Tuesday, July 05, 2005

Fruit

Ok I did it. I"ve been whinging on for months about wanting a new mac laptop, and yesterday I finally bought one. I haven't owned a fruit-box since the Macintosh Plus (and I was jealous of those who had the super-cool external 20 Mb hard drives, which were the size of phone books). Since then it's been a long string of windows and linux boxes, including my poor ailing HP laptop which took a beating and got me through college, but as it's now missing keys, overheating and the fan makes a terrible grinding/flapping noise which was really embarrassing in class. I've been following the press and the blogs about OS X, and it's latest incarnation Tiger, but every time I sat down to work on one I couldn't figure out the GUI, so I'd just admire from afar. But when it came down to spend some serious money on a new laptop I really wanted it to be a mac.

So how's 'The Switch?' my geekier friends may be asking..

I got to say, I like it. In fact I love it. It took a few hours to retrain my hands, but now that I've been running this thing since about noon yesterday almost nothing feels odd or out of place. It's certainly easier to pickup than windows > linux. The secret is in the built in mega-search tool Spotlight, and a little 3rd party app called Quicksilver. Quicksilver is simply the best thing to come along to laptop computing since wifi. The website doesn't do it justice. It's a search tool/launcher that learns how you use your machine.
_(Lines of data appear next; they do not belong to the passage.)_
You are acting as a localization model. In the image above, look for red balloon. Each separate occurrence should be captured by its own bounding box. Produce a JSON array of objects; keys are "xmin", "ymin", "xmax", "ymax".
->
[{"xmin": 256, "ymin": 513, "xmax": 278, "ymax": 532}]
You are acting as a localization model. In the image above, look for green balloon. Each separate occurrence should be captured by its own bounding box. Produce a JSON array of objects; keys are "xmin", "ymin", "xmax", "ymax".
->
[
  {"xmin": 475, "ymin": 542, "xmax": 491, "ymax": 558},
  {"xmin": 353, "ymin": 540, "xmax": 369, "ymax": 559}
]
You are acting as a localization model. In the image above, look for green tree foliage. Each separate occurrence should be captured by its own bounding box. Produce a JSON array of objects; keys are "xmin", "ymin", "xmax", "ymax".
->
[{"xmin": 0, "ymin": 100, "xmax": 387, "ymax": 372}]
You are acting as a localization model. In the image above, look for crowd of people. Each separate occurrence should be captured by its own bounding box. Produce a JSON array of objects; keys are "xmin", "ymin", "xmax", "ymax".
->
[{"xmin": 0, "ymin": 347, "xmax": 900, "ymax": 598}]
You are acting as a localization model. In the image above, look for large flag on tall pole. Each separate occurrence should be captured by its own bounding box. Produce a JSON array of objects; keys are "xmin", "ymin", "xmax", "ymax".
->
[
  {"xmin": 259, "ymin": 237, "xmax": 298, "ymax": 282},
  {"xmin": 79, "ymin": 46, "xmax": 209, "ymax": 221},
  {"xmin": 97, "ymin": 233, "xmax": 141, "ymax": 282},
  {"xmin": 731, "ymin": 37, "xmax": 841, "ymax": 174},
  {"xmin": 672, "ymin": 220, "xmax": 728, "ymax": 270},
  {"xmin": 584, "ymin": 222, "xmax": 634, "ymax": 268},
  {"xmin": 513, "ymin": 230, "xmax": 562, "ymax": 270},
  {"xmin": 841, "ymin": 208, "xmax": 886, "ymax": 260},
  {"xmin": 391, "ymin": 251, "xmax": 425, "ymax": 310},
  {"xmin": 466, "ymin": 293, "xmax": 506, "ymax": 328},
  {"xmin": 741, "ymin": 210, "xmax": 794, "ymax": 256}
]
For example, I'm writing this blog, but say I want iTunes open, all i have to do is hit 4 keys and iTunes is open. No mouse hunting, or drilling down application menus. Just four keys. And it works with all the stuff on my machine. Apps, documents, commands, whatever. It's simply brilliant and I haven't even begun to use it's capabilities yet. It does more than I can even comprehend at the moment, but if you have a mac, get quicksilver right now. You'll be amazed.

So. I'll pause on the mac-fanatic tip for a moment and post some photos that have been piling up.

Friday, July 01, 2005


Paella. Super tasty.

Friday fun

Today was our company Open House party. We moved into a new place on 4/15 and finally got around to having a grand openning. And what an openning. We had Paella for 100 by Gerard the Paella Guy. Cheese from Cowgirl Creamery (I highly reccomend the Red Hawk on baguette with figs). I'm sooo stuffed, and because we didn't have enough people show up, I have tons of leftovers (hooray!).